In the example you give, rather than starting with dg/dR = -2g/R, the example starts with log(g) = log(G)+log(M)-2log(R), and takes the derivative of both sides. Normally, when you take the derivative, you take the derivative of one thing with respect to a second thing, and you say that d(first thing)/d(second thing) = derivative. However, there's a concept of an "implicit" derivative where you take the derivative of each term, but instead of taking the derivative with respect to something, you just leave the infinitesimal for the variable in that term. So when you have log(g), the derivative of that is 1/g, and then you include the infinitesimal for g, getting dg/g. Similarly, we get dR/R on the other side (G and M can be ignored because the are constants, and thus their derivatives are zero).
If we want the explicit derivative, we'll have to divide both sides by dR. However, when you have dR/R, notice that you're dividing the change in R by the total R. That can be thought of as a percent (a percent is part of something divided by the total). Since we're given a percent, and we're asked for another percent, it's easier to just keep it in the form dR/R.

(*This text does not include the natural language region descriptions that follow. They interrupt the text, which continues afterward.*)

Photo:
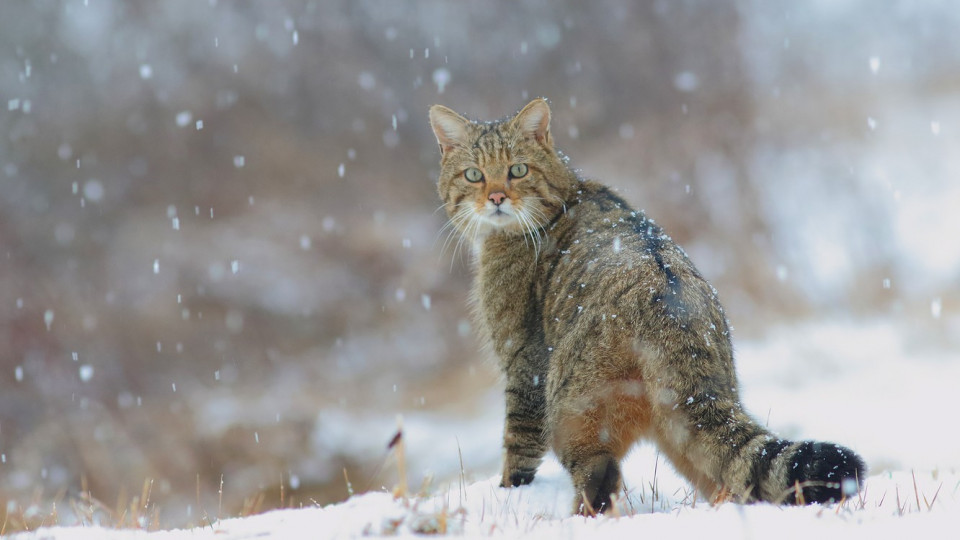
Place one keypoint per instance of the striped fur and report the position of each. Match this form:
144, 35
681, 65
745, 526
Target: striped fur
605, 331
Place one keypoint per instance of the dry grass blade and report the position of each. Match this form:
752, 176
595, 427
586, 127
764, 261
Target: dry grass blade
397, 444
934, 499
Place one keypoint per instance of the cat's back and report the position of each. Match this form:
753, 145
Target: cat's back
614, 267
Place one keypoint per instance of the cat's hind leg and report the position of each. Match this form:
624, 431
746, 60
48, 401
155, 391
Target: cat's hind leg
596, 416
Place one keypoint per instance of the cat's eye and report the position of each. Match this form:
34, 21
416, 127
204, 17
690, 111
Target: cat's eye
473, 174
518, 170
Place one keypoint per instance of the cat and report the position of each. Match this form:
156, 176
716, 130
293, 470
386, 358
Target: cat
605, 331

This example is a bit imprecise, however; it treats the instantaneous rate of change (derivative) as being the same as the overall rate of change. For small percentages, this is a decent approximation, but it wouldn't work for larger ones. Treating dR/R, or dy/y, as being "equal" to something is playing a bit loose with calculus. Strictly speaking, you have to have a ratio between two such expressions. For instance, if dy/y = 2dx/x, then that means that if x increases by a certain percentage, then y will increase by about twice that percentage (and it will get closer to exactly twice the closer the percentage is to zero). If y increases by 4%, then x must have increased by about 2%.
Also, in the example, there's a bit of a space between d and R, which is probably a typesetting issue. It should be -2dR/R, not -2d R/R.